His energy was as good as it was the last time I saw him and the crowd interaction possibly better. The guest, although not Dr Dre this time, but instead Royce da 5”9, was exciting for fans who were familiar with the Bad Meets Evil project. Overall, the performance was, in my opinion, the best of the festival.
The final day of Reading Festival 2017 was a scorcher. The sun shone all day long and put the festival goers in good spirits, despite the inevitability of their journey back home close ahead.
One of the biggest talking points of the day was the set of one Oasis frontman, Liam Gallagher. However, I’ll come back to this as there was something quite exciting going on earlier on in the day, unbeknown to the thousands of fans who flocked to see popular grime artist Giggs. As though his set was not pleasing the crowd enough, he managed to bring out one of the biggest artists on the planet in Drake. Word must have gotten out as, at one point, being at the back of the crowd, I saw a surge of people sprinting to the main stage from all directions. Drake joined Giggs to perform this year’s ‘KMT’, causing quite a bit of commotion in the crowd to say the least.

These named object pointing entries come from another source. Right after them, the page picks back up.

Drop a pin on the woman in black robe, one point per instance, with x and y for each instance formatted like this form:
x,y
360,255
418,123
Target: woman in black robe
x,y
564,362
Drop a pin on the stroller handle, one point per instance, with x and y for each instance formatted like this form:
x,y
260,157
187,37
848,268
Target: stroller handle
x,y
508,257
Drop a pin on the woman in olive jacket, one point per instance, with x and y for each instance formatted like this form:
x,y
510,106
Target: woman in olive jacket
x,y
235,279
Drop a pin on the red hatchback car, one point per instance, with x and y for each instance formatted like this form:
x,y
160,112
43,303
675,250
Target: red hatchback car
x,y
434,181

We moved on from the Main Stage to the NME stage (after consuming a wonderful Thai Green Curry), and awaited the German outfit, Milky Chance. I have to say, although unfamiliar with much of their work, they produced one of the most enjoyable sets of the weekend, with a phenomenal, relaxed, but highly involved crowd atmosphere, making them one of my surprise highlights of the weekend.
Now back to Liam Gallagher. We waited a while in the front pit to see him perform up close, and he emerged looking as Mancunian as ever with his shaved head, parka and shades. Cue ‘Rock n Roll Star’. Oasis bliss. Even better yet, this was followed up by one of my favourites, ‘Morning Glory’, which was tremendous to witness and hear live. Gallagher then performed new, surprisingly good single, ‘Wall of Glass, and the crowd excitement had not yet faded. Having said this, as the set went on, Oasis songs became scarcer, and the Liam Gallagher solo work, unknown to most, became more prominent. It picked up at points, for example, songs such as ‘Slide Away’ and ‘D’you Know What I Mean’ were enjoyable, as well as, of course, the best crowd participation of the weekend with the ‘Wonderwall’ closer, but the unknown solo songs definitely negatively affected the excitement of the crowd, and resulted in people standing silently, waiting for the next Oasis belter.
Reading Festival 2017 was a great weekend, and even when there is nobody playing that interests you, the plethora of stages often results in stumbling upon a band/artist that you have never previously heard. For example, we stumbled upon The Pretty Reckless, whom I possessed no prior knowledge of, and they put on a set that I was glad I didn’t miss. Failing that, if you choose wisely, there is also some great food up for grabs.